Sentença: a juíza de direito Liene Francisco Guedes julgou procedente a denúncia para condenar Clecio Gomes pela prática do crime previsto no art. 302, caput, da Lei 9.503/1997, ao cumprimento de pena privativa de liberdade de 2 (dois) anos de detenção, em regime inicial aberto, substituída por duas restritivas de direitos, consistentes na: a) prestação de serviços à comunidade ou a entidades públicas, a ser definida pelo Juízo da Execução, pelo período de 2 (dois) anos; e b) prestação pecuniária no valor de 1 (um) salário mínimo vigente à época dos fatos; e ao pagamento de 10 (dez) dias-multa, no valor unitário de 1/30 (um trigésimo) do salário mínimo vigente à época dos fatos, além da suspensão do direito de dirigir pelo período de 2 (dois) meses, concedendo-lhe o direito de recorrer em liberdade (evento 98).

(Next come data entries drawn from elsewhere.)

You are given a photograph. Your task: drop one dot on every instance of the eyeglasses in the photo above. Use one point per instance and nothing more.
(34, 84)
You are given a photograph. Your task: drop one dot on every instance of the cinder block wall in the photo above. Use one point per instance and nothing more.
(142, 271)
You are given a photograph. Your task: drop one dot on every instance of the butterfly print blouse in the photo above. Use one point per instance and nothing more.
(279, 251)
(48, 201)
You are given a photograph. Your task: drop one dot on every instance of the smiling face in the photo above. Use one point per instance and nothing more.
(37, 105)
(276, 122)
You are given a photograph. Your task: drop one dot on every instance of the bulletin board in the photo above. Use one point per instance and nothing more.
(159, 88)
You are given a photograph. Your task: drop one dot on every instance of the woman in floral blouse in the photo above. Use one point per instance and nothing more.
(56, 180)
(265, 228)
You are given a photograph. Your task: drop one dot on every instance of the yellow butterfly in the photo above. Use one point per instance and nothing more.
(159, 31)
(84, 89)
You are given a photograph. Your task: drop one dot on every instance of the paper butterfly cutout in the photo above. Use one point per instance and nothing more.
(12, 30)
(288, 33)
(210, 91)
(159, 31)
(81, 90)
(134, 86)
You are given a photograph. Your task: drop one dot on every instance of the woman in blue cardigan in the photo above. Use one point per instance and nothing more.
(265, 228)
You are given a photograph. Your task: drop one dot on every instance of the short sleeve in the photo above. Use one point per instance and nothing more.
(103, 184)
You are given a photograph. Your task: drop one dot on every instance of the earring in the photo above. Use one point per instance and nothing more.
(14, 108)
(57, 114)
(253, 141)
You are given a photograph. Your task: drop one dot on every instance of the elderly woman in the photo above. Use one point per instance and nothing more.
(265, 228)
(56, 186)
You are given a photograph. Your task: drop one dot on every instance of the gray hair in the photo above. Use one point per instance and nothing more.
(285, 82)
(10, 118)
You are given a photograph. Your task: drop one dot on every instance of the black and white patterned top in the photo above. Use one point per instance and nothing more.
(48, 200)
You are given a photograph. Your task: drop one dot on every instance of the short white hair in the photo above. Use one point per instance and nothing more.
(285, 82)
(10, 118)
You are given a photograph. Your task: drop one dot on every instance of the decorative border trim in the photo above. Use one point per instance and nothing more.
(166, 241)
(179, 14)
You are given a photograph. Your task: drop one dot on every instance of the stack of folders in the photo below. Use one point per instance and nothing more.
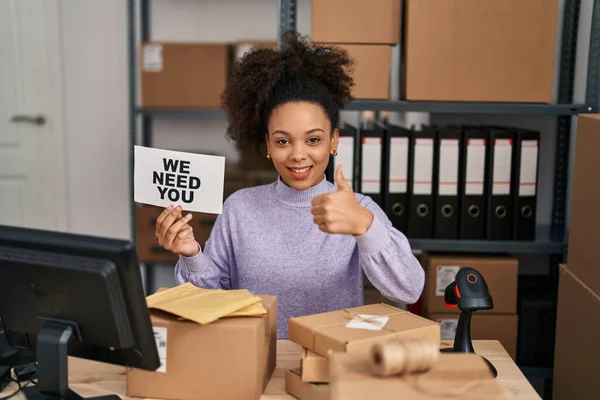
(446, 182)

Trânsito em julgado: muito embora não certificado pelo Juízo a quo, verifica-se que a sentença transitou em julgado para o Ministério Público.
Recurso de apelação de Clecio Gomes: a defesa interpôs recurso de apelação, no qual sustentou que:
a) as provas reunidas nos autos não são suficientes para demonstrar a culpa do apelante, tendo sido o abalroamento provocado exclusivamente pela conduta da vítima;
b) a opção pela sanção substitutiva menos favorável se deu sem fundamentação concreta, devendo ser reformada a sentença para substituir a pena privativa de liberdade por uma restritiva de direito e multa, e não duas restritivas de direitos.
Requereu o conhecimento e provimento do recurso para reformar a sentença, de modo a absolvê-lo da conduta narrada na denúncia e, subsidiariamente, substituir a reprimenda por uma restritiva de direitos e multa (evento 106).
Contrarrazões do Ministério Público: a acusação impugnou as razões recursais, ao argumento de que:
a) o conjunto probatório não deixa dúvidas acerca da culpa do acusado na ocorrência do evento, posto que conduzia o veículo com imprudência e desatenção às normas de circulação de trânsito, sendo inviável a sua absolvição;
b) a opção pela modalidade de substituição da pena é faculdade do sentenciante, sendo que, no caso, a escolha por duas restritivas de direitos se insere nesta esfera de discricionariedade e é proporcional e razoável aos autos;
Postulou o conhecimento do recurso e a manutenção da sentença condenatória. (evento 111).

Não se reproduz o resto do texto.